Saturday, May 25, 2013

On Wednesday, we booked a tour of Masada and the Dead Sea that left from Jerusalem at 8:30 a.m. As usual, we got a slightly late start, and we hit a horrendous traffic jam on the way there (Jerusalem is a little more than an hour from where we are staying with David's sister in Kfar Saba). Lots of frantic telephoning with the tour company resulted in our catching up with the group at the last of the string of hotels they use for pickup, and we were on our way, a little the worse for the stress.

The tour begins with a long drop from the heights of Jerusalem (at 2500 feet above sea level) to the Dead Sea (-1400 feet) in about 20 miles. After the obligatory commercial stop at a factory store for Ahava cosmetics (Dead Sea minerals will apparently reverse aging and make you dance around trailing scarves seductively), we dropped 3 women at a spa and headed to Masada, site of the last stand against the Romans during the first Jewish revolt.

Whereas the last time David was here, access to this mountaintop stronghold was only by foot up a long winding path known as the Snake Path:
it is now accessible to 1200 visitors an hour via a cablecar. This is the view from the cable car down to three of the Roman siege camps clearly visible to the left of the cablecar base station as quadrangles laid out in the standard Roman army grid.
The crush of visitors and the pace of our tour did not allow for lingering anywhere very long. It was also very hot (about 95 degrees). We did see the remains of Herod's palace. He had captured Masada and built his palace and numerous storage rooms, along with the amazing water storage system (see later), so he could escape if anyone revolted against him. His mother was Nabutean, so he wasn't acutally Jewish, but basically he was pathologically paranoid. He killed off several of his sons and at least one of his wives so they wouldn't try to seize power. Anyway, here are the remains of his multi-level palace.
 
We didn't go down to the palace, but the remains of an officer's quarters give a whiff of the sorts of decorations that might originally have been there. The reconstructed portion is helpfully delineated by the black line. Frescoes covered the walls and mosaics covered the floors.
The Dead Sea gets about 10 days of rainfall (amounting to less than 2 inches) a year, so water catchment was paramount. There was an extensive system of channels surrounding the hilltop leading to cisterns that caught and stored the water. Apparently, a constant stream of slaves with donkeys transferred the water from these cisterns to those within the walls.

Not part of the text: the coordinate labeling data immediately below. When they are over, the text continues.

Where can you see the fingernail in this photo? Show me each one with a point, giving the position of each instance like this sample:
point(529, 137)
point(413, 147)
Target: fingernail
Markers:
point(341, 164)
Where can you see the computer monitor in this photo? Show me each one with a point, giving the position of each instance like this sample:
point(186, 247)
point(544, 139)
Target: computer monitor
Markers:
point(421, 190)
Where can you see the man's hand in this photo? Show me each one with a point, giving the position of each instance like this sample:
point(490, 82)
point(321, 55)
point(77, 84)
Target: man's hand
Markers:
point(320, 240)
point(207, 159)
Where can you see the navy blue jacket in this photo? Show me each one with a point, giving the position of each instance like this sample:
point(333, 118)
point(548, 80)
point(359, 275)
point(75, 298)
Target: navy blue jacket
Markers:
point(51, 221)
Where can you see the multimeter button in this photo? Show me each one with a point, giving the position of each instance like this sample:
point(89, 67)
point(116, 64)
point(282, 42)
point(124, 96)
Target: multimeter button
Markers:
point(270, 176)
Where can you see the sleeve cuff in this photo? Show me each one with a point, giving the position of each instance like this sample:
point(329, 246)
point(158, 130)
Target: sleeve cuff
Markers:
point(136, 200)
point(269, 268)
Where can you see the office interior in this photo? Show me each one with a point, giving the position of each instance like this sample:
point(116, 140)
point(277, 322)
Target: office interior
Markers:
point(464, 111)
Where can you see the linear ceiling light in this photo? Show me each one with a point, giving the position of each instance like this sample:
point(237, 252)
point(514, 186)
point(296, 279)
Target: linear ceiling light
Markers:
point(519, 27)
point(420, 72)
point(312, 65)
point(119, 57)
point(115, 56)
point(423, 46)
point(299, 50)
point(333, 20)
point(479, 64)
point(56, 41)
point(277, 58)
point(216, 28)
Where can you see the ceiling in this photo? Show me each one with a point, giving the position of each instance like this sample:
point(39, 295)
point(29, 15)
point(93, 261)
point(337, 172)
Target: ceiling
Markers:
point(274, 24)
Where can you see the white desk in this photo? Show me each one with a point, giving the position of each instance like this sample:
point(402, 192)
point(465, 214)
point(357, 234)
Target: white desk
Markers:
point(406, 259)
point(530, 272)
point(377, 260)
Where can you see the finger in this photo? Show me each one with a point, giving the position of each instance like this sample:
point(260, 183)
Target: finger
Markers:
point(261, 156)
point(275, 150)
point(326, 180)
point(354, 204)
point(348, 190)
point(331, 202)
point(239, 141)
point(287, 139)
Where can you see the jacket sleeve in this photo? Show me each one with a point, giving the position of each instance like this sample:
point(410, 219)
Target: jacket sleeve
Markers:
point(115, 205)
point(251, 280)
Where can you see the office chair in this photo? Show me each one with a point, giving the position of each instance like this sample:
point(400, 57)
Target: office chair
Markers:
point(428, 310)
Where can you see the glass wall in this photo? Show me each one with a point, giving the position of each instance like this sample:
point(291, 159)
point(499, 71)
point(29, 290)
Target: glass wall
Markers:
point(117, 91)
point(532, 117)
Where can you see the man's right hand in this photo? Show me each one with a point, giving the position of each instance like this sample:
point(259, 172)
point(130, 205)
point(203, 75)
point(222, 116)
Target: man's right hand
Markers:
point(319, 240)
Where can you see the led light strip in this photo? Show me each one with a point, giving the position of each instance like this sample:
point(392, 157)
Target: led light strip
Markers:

Here is a model of the system -- an attempt to photograph the water poured on by the guide was foiled by the almost instant evaporation in the heat.
 
And here is a remnant of the system that can be seen as you enter and leave the site from the cablecar.
This water system, along with the fully stocked store rooms thoughtfully provided by Herod (for his own use) allowed the rebels holed up in Masada to withstand the 2- or 3-month siege by the Romans. The Romans first constructed a circumvallation wall around the city, then a siege embankment that allowed them to get their huge siege engines up to the city's fortified walls. Two more Roman camps are visible as quadrangles on the valley floor, and the siege ramp is the smooth wall of earth with the path leading up to and along its length at the left of the photo.
Probably the single biggest reason for the enduring interest in Masada is the account by Flavius Josephus of the final denouement of the rebels. As his story goes, the 10 heads of the main families were persuaded to kill all their relatives, and then one of the 10 killed the others and then himself. When the Romans entered the city, they supposedly found 960 corpses, less a woman and child or two who hid and were saved. These pottery shards with names on them are displayed as evidence of this story.
There are a number of problems with this story. First, the mass-suicide-instead-of-capture theme was one of Josephus' favorite tropes and appears a number of times in his accounts, including his own capture at Jotapata several years earlier. Second, if everyone died, how do we know what was agreed upon? Third, if you can read the sign in this picture, these 10 "lots" were conveniently chosen from among hundreds found at the site. And lastly, only 28 skeletons were found at the site, not 960.
 
After descending the cablecar again and enjoying lunch in a food court at the cablecar station that included a MacDonalds (we ate our picnic lunch thoughtfully provided by David's sister Dina), we all packed back into the bus and went back to the resort where we had dropped the three women earlier. Here we changed to bathing suits and did all the usual Dead Sea things: floated on the water (about 45% salt, as compared to normal seawater, which is about 3.5%) and slathered ourselves with Dead Sea mud (which is supposed to cure all manner of ailments, but really is very good for psoriasis).